Un voyage européen #76 – Palagonia (Italie)
Au cinquième siècle, plusieurs tribus envahirent l’Europe occidentale et mirent ainsi fin à l’Empire romain d’Occident. Entre temps, un mouvement chrétien commença à émerger aux confins de l’Europe. Plus tard, il devint la force majeure pour la reconstruction de l’Occident. Le mouvement dont je parle est… le monachisme.
Nous commençons donc aujourd’hui une série dans laquelle nous visiterons des endroits qui nous montreront comment le monachisme chrétien s’est formé. Et pour cette étape, nous visiterons les alentours d’une petite ville de Sicile appelée Palagonia. Elle est située dans une région vallonnée à 40 km au sud-ouest de la ville de Catane et du célèbre volcan Etna.
A l’est de Palagonia, il y a une colline qui surplombe la ville. Sur ses flancs, nous pouvons trouver une belle villa qui sert de base pour le groupe scout local. A côté de la villa, un chemin de terre continue à grimper pendant un demi kilomètre jusqu’à l’entrée d’une grotte. Lorsque nous y entrons, nous découvrons une fresque antique sur ses murs décrivant une dame martyrisée avec d’autres Chrétiens. Cette grotte est en fait un des plus anciens ermitages d’Italie et fut construit durant l’ère byzantine entre le cinquième et sixième siècle. Quant à la dame décrite sur le mur, elle s’appelle Febronia. L’ermitage, qui porte son nom, met en lumière les phases primitives du monachisme chrétien.

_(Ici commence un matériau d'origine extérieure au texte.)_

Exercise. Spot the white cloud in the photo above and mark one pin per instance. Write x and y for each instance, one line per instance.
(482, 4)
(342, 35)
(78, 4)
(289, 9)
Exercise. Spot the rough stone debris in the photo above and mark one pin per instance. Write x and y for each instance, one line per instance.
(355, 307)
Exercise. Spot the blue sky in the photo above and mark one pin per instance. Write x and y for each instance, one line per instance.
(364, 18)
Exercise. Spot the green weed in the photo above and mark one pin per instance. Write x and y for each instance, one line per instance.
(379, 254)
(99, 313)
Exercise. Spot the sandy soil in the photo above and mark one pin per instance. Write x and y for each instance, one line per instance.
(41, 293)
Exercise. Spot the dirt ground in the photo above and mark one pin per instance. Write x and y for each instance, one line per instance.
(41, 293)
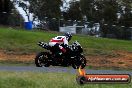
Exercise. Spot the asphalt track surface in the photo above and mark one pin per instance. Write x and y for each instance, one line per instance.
(59, 69)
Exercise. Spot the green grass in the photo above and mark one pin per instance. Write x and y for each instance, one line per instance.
(47, 80)
(24, 42)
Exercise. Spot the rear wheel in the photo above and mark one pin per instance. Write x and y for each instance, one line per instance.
(42, 60)
(80, 61)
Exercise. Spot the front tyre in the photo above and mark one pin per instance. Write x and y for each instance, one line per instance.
(42, 59)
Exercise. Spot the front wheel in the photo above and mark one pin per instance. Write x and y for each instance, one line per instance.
(42, 59)
(80, 61)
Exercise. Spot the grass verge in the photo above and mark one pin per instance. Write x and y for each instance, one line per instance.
(47, 80)
(24, 42)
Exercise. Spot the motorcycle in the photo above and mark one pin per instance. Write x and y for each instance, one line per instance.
(73, 56)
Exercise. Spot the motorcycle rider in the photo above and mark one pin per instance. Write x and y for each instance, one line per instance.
(61, 42)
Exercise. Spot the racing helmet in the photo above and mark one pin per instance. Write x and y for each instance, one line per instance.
(68, 35)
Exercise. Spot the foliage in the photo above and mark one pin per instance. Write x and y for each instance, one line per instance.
(47, 80)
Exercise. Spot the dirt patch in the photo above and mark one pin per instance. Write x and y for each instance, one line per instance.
(123, 61)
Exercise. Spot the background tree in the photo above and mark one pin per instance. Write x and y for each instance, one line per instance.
(45, 10)
(74, 11)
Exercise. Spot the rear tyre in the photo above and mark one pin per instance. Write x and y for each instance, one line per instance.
(42, 59)
(80, 61)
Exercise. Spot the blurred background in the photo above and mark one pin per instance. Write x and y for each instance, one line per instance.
(99, 18)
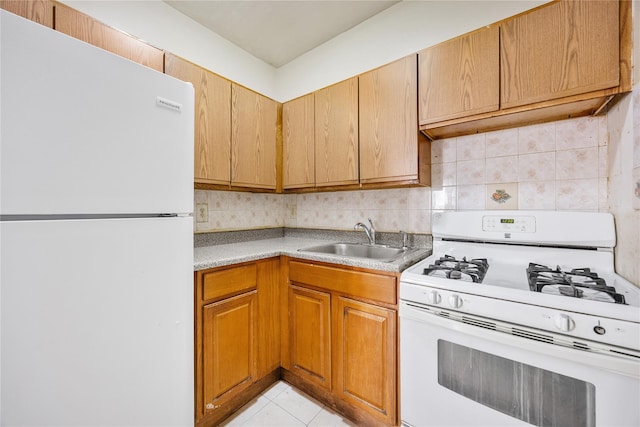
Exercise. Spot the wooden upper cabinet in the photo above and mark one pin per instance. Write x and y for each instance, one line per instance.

Explorons donc ce que nous savons au sujet de la vie de Febronia et comment son histoire a influencé le développement du mouvement monastique dans son ensemble.
Même si Febronia est honorée ici à Palagonia, cette dame n’a en fait jamais visité la Sicile dans le courant de sa vie. Febronia est née quelque part au nord de la Syrie, non loin des frontières actuelles avec la Turquie et l’Irak. Nous en savons peu sur sa conversion à la foi chrétienne, mais l’histoire nous enseigne qu’elle intégra l’ermitage de Nisibis (en Turquie actuelle) en tant qu’enfant. Sa foi fervente et son amour pour Dieu la mena à vivre une vie austère dévouée à la prière et l’étude. Et en tant que jeune dame, Febronia prêchait l’Evangile avec une sagesse rare.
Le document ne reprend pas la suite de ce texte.